On 01/01/2018 08:44 PM, Stirling Westrup wrote:
> On Mon, Jan 1, 2018 at 7:15 AM, Kai Krakow <hurikhan77@xxxxxxxxx> wrote:
>> Am Mon, 01 Jan 2018 18:13:10 +0800 schrieb Qu Wenruo:
>>
>>> On 2018年01月01日 08:48, Stirling Westrup wrote:
>>>>
>>>> 1) I had a 2T drive die with exactly 3 hard-sector errors and those 3
>>>> errors exactly coincided with the 3 super-blocks on the drive.
>>>
>>> WTF, why all these corruption all happens at btrfs super blocks?!
>>>
>>> What a coincident.
>>
>> Maybe it's a hybrid drive with flash? Or something that went wrong in the
>> drive-internal cache memory the very time when superblocks where updated?
>>
>> I bet that the sectors aren't really broken, just the on-disk checksum
>> didn't match the sector. I remember such things happening to me more than
>> once back in the days when drives where still connected by molex power
>> connectors. Those connectors started to get loose over time, due to
>> thermals or repeated disconnect and connect. That is, drives sometimes
>> started to no longer have a reliable power source which let to all sorts
>> of very strange problems, mostly resulting in pseudo-defective sectors.
>>
>> That said, the OP would like to check the power supply after this
>> coincidence... Maybe it's aging and no longer able to support all four
>> drives, CPU, GPU and stuff with stable power.
>
> You may be right about the cause of the error being a power-supply issue.

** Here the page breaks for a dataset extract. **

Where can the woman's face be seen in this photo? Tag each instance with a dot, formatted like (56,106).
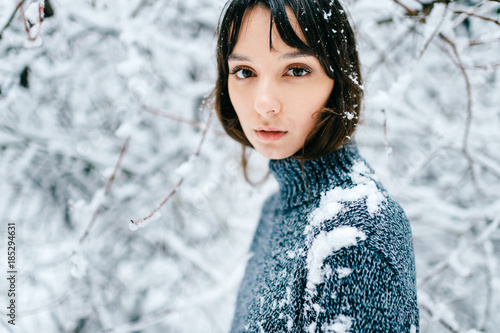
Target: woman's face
(275,92)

> For those that are curious, the drive that failed was a Seagate Barracuda
> LP 2000G drive (ST2000DL003).
>
Forgive me if it's not relevant, but I own quite a few disks from that
series, like:
root@iomega-ordo:~# hdparm -i /dev/sda
/dev/sda:
Model=ST2000DM001-1CH164, FwRev=CC27, SerialNo=Z1E6EV85
Config={ HardSect NotMFM HdSw>15uSec Fixed DTR>10Mbs RotSpdTol>.5% }
root@iomega-acm:~# smartctl -d sat -a /dev/sda
=== START OF INFORMATION SECTION ===
Device Model: ST3000DM001-9YN166
Serial Number: S1F0PGQJ
LU WWN Device Id: 5 000c50 0516fce00
Firmware Version: CC4B
root@iomega-europol:~# smartctl -d sat -a /dev/sda
smartctl 5.41 2011-06-09 r3365 [armv5tel-linux-2.6.31.8] (local build)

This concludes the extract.